You can beat the performance of professional fund managers by avoiding usage of old knowledge

It is interesting to know that professionals very seldom beat the performance of stock indexes:

  • 80% have a performance that is worse than stock index
  • A chimpanzee throwing darts at a wall with names of stocks frequently outperform the professionals

How come? Is it hard to do better? What can you do differently to succeed where they do not? Can you really succeed if the professionals do not

The indexes are not hard to beat

The stock indexes are not some kind of magical cleverly thought out index that defines a performance that is hard to beat. The stock indexes are normally just built up from a number of stocks selected by extremely simple rules. For example:

  • The stock exists on an exchange that poses some minimum standards on companies allowed to be on that exchange
  • The stock has a turnover of some minimum number compared to the average on that exchange

Indexes could be built in many other ways, for example based on price per earnings, price compared to revenue, relative performance last quarter, stocks favored by the current market cycle, ...

Many such indexes could easily be built to give a performance that is better than the more standard index type, so the index is not hard to beat.

Fund managers do poorly in spite of a lot of knowledge

If you know that fund managers on average are doing poorly compared to simple indexes, you need to understand why. Are they having difficulties that you will not have? Are they lacking knowledge that you will have?

  • Fund managers have access to a lot more knowledge about the market than you are likely to get, and also access to a lot more experts on the market than you are likely to get hold of. They are probably also able to devote more of their time to analyzing the market than you will be.

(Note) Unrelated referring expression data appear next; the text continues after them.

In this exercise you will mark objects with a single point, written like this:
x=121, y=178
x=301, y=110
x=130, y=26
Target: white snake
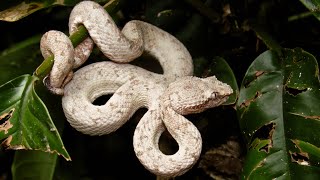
x=167, y=96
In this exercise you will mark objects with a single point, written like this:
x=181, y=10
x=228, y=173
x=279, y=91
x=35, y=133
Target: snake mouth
x=204, y=105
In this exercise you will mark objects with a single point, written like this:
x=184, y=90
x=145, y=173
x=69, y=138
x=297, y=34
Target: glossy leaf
x=221, y=69
x=22, y=58
x=33, y=165
x=14, y=10
x=25, y=122
x=313, y=6
x=279, y=114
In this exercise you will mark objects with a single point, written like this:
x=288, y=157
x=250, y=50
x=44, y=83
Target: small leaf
x=278, y=110
x=313, y=6
x=221, y=69
x=25, y=122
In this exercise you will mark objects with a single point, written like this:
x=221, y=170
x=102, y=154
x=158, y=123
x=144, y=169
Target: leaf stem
x=76, y=38
x=299, y=16
x=204, y=10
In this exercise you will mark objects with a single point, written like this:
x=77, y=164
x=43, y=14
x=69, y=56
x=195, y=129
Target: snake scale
x=167, y=96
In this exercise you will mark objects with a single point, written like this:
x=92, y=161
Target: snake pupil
x=102, y=100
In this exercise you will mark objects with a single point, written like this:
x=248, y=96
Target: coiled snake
x=167, y=96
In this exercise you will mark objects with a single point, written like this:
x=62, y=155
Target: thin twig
x=76, y=38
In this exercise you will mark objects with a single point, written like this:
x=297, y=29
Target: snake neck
x=172, y=55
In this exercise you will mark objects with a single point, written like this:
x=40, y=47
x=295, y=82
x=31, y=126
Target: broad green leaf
x=22, y=58
x=269, y=40
x=313, y=6
x=25, y=122
x=14, y=10
x=33, y=165
x=279, y=114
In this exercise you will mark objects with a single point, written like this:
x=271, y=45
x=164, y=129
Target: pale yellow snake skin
x=167, y=96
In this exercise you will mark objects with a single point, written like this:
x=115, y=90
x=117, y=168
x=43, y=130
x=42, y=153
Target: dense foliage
x=266, y=50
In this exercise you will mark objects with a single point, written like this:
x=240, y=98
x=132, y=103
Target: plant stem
x=299, y=16
x=76, y=38
x=204, y=10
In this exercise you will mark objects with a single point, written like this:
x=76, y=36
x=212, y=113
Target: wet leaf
x=278, y=110
x=25, y=122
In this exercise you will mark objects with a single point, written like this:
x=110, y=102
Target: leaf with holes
x=279, y=113
x=25, y=122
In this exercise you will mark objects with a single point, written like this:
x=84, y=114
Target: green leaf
x=25, y=122
x=33, y=165
x=221, y=69
x=22, y=58
x=279, y=114
x=15, y=10
x=313, y=6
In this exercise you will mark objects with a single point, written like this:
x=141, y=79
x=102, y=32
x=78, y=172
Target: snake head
x=193, y=95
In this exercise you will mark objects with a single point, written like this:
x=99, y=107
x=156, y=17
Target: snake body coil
x=167, y=96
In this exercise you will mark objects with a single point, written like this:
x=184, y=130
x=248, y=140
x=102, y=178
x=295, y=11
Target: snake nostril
x=167, y=144
x=102, y=100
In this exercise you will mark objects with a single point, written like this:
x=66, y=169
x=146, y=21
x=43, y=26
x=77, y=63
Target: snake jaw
x=194, y=95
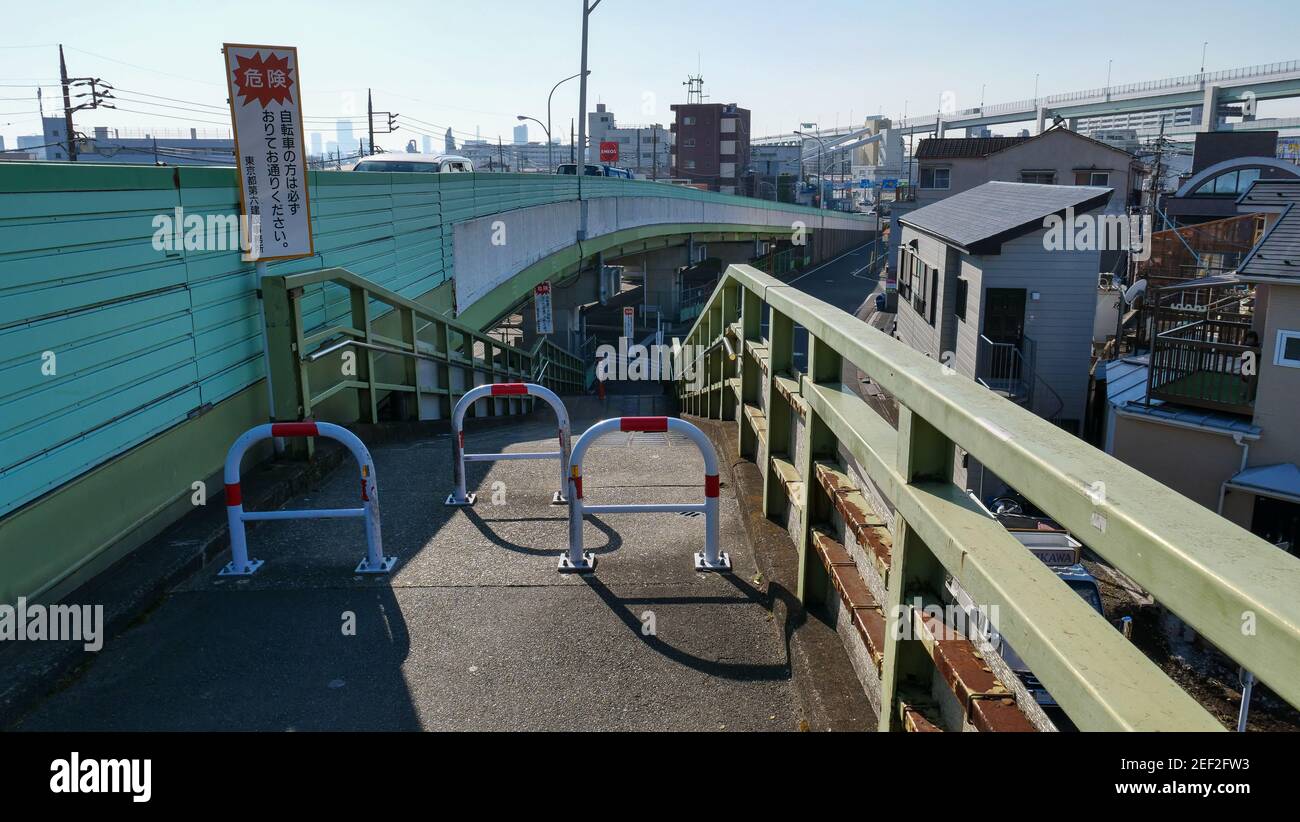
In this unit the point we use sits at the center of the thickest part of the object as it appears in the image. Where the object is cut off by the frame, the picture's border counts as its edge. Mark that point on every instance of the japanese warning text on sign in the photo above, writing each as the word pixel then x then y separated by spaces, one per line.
pixel 265 107
pixel 542 308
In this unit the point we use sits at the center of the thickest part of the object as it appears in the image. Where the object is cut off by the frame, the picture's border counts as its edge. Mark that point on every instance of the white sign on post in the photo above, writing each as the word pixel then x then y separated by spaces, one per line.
pixel 545 321
pixel 267 112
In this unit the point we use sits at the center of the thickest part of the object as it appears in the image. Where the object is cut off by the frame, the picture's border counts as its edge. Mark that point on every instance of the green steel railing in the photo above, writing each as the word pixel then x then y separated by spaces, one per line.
pixel 388 349
pixel 1238 591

You are thus likely to know less than fund managers about the market.
  • Fund managers have a problem you will not have (unless you are a very rich person). They need to place so much money that they will affect the market. So there is a problem of size that is normally working to their disadvantage.
  • The fund managers are likely to be questioned about their behavior. This fact is likely to affect their behavior in a negative way (causing fear). If you can keep your trading to yourself, or at least keep the pressure of "doing right" in the eyes of yourself and others low, then you will have an extra advantage.

The route to success is to ignore old knowledge when you act

Let us ignore the above fact that the fund managers have a disadvantage of size that you probably will not have. Let us instead focus on market knowledge as the main reason you can succeed better than professional fund managers.

You are as stated above likely to know less of the market than the professionals. This is the advantage you have, and it is this advantage you need to build on to succeed. Either by keeping your market knowledge low (hard to do if you trade frequently), or by learning to ignore old knowledge of the market that is endangering your trading skills. Old knowledge is a burden that hampers your performance.

Also keeping the outside pressure on your selections low is a possible key to trading better, depending on what type of personality you have. To avoid losing money by inadvertently second-guessing your trading system, you need to know that it is a sound system, fitting your personality, and that you trust the signals from your trading strategy. You need to know this, because you must let the system guide you (or decide to trade without using technical analyzis).